A security printing solution addresses the growing global problem of product and document counterfeiting.
Developed by Colour Secure, the company's 'colour signatures' promise to extend sophisticated anti-counterfeiting protection to a far wider audience than previously possible, and are verified by a colour reading terminal employing a novel form of spectrometer designed by Cambridge Consultants.
Colour Secure's technology uses special security inks that create unique and discreet colour signatures that can be printed onto labels or documents using standard printing technology. These signatures can hold encrypted information such as product ID, to combat attempts at forgery. The colour signatures are virtually impossible to copy and cannot be read by any other commercially-available terminal. The printing can even be done using a conventional office printer and security inks.
Cambridge Consultants' role has been to help combine the low-cost security technique with a simple colour recognition capability that can accurately measure invisible-to-the-eye information embedded in the colour signatures.

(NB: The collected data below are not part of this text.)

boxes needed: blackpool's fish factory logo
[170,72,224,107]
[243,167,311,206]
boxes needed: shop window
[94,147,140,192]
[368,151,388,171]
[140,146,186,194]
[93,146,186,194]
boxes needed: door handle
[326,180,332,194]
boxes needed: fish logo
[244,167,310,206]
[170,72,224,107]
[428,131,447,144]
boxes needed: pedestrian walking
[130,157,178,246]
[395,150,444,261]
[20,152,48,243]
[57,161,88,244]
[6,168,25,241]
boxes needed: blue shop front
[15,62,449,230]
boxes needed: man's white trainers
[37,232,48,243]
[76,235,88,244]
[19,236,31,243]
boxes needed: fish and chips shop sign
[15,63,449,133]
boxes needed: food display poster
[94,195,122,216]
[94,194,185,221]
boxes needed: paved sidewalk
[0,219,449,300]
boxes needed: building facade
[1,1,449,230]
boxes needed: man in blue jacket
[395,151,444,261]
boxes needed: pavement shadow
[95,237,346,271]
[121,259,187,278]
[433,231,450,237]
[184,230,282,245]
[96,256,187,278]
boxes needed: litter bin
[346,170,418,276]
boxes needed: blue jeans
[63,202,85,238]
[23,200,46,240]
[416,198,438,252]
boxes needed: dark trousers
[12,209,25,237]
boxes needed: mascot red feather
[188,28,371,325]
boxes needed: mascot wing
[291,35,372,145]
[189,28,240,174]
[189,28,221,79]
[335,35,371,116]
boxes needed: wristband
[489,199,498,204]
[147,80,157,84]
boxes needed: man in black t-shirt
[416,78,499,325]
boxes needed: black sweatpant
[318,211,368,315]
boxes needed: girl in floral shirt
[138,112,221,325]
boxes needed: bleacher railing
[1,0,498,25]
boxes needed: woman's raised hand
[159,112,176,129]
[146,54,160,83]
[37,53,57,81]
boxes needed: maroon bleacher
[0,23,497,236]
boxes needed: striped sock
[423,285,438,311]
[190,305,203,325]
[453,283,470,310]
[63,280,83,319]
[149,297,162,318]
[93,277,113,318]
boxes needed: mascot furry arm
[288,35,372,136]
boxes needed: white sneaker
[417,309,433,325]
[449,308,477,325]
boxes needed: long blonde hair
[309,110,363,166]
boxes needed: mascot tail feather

To achieve this, Cambridge Consultants produced a novel spectrometer, which has been integrated into a compact handheld verification terminal developed by the electronics design and manufacturing consultancy Ingenion Design.
The resulting package is allowing the security company to demonstrate its colour signatures, and to provide development kits to users such as governments and corporations.
"Cambridge Consultants' colour reading technology is helping us to widen the potential applications for our security process substantially - as it helps to bring authentication costs down to a level that makes sense even for small volume applications", says Professor Peter Keay of Colour Secure.
"We've managed to come up with a spectrometer element that can be built for a relatively low price in volume, helping keep the cost of terminals down to enable Colour Secure's product to be commercialised at an attractive price," adds Dr. Bob Jones of Cambridge Consultants.
The technology can be applied in many industry sectors as an anti-fraud tool or administrative aid.